Dans l'aube pâle d'un matin d'avril, il est une jeune beauté aux cheveux de blé. Sa peau a la couleur des draps et ses yeux sont perdus dans le vide. Elle a posé sur ses fragiles épaules la douceur d'un vêtement qui la caresse jusqu'en bas du dos. Son nom est sans frontière, il compte plus d'un millier de lettres. Elle est charmante et simple. Sa candeur embellit les traits plein de fraîcheur de son doux visage. Dans la brume irréelle de l'aube, l'image hésitante des courbes de son corps se dessine et se confond avec les ombres imperceptibles de la vieille chapelle en ruines. L'innocente enfant belle est ici depuis des siècles. Elle connaît le soleil sur les feuilles et la neige au creux de ses mains. Elle sait le chant du rossignol, les bouffées d'alcool qui montent des plantes, les violettes et les coucous du printemps, et le vent lugubre qui s'engouffre à l'automne dans la vieille chapelle.

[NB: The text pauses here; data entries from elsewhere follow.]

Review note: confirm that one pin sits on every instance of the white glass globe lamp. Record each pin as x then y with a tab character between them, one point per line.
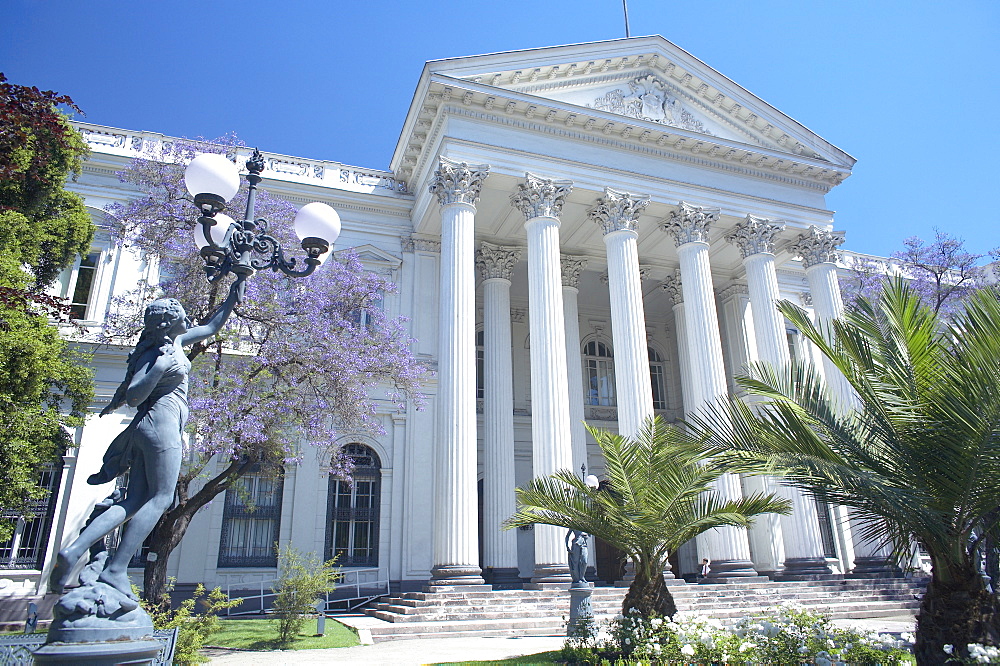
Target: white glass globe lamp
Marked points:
212	179
318	226
218	231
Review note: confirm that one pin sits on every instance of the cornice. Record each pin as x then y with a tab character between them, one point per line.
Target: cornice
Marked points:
799	220
605	128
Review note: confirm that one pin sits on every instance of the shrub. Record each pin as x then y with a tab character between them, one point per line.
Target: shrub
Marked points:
791	636
302	579
193	628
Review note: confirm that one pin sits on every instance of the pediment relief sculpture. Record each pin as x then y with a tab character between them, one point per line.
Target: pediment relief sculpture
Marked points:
648	98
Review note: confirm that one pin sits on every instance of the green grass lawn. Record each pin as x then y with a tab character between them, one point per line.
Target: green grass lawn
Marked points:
263	635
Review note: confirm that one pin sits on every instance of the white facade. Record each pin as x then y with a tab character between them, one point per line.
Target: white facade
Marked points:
617	220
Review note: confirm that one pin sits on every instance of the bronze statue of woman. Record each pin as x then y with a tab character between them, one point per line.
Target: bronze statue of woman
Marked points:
156	383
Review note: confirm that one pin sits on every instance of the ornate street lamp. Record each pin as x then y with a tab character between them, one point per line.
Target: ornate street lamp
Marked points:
243	247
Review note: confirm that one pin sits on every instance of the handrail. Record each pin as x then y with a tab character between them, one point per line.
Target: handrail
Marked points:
365	584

Cette vieille chapelle est un pauvre bâtiment au plafond délabré. Le plâtre s'effrite en misérables lambeaux. Les dalles de pierre, jonchées de ces débris et de bien d'autres encore, accueillent avec bonté l'immortelle nature et les poutres qui s'écroulent. C'est le logis rassurant des oiseaux du bois, et sur l'autel cérémonieux, le christ, semble avoir pris, au creux de son épaule, le nid douillet d'une mésange bleue.

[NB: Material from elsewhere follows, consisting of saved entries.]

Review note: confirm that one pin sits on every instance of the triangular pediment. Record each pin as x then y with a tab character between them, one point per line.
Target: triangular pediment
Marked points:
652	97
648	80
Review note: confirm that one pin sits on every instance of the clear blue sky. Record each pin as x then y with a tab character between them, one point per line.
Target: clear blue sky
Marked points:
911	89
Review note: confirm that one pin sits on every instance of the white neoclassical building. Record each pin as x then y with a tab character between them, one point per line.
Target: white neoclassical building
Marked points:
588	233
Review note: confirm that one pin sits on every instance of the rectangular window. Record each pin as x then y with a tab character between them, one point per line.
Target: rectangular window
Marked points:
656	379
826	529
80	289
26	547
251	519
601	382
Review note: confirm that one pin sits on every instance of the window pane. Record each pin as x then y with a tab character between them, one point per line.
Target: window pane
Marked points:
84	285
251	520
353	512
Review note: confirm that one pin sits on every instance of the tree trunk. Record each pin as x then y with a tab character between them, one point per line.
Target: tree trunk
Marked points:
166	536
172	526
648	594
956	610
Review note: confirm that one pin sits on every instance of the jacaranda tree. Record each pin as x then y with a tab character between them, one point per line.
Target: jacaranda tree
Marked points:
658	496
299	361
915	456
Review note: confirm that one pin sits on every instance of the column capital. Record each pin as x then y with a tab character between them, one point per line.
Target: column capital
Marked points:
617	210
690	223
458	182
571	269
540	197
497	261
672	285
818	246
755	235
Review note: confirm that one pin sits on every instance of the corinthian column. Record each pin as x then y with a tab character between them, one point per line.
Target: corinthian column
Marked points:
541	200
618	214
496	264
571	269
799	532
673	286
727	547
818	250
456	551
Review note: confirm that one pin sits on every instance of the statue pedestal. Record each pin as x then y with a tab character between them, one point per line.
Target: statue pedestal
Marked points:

Voilà des siècles que notre hâve beauté voit passer le temps sans penser… elle n'a ni mangé, ni dormi depuis tout ce temps. Elle veille avec patience sur ce coin du monde et ses yeux résignés deviennent parfois vivants. Ils brillent en effet au clair d'une lune blême et pleurent des gouttes de nuages lorsqu'il pleut sur le bois.

Du plus haut de son royaume, entre le ciel et l'univers, Dieu la regarde et la protège. Il lui murmure des "bon courage" tout bas, et elle sait que bientôt, quand la terre va mourir, quand les buissons n'auront plus les goût des myrtilles et que les fleurs fanées envahiront le sol, elle restera seule.

Seule et victorieuse, elle aura fait gravement et avec dévouement son devoir de statue. Depuis le jour où elle est sortie fraîchement moulue des mains de son sculpteur, elle garde son empreinte et leur suave chaleur. Ses traits se détruiront-ils lorsque la nuit envahira l'astre terre ou bien resteront ils gravés dans l'argile comme au premier jour?

L'avenir répondra…

En attendant, la lumière inonde la beauté de son corps tandis que le jour se lève, crevant les couleurs pastels de l'aube, la statue de la chapelle… veille.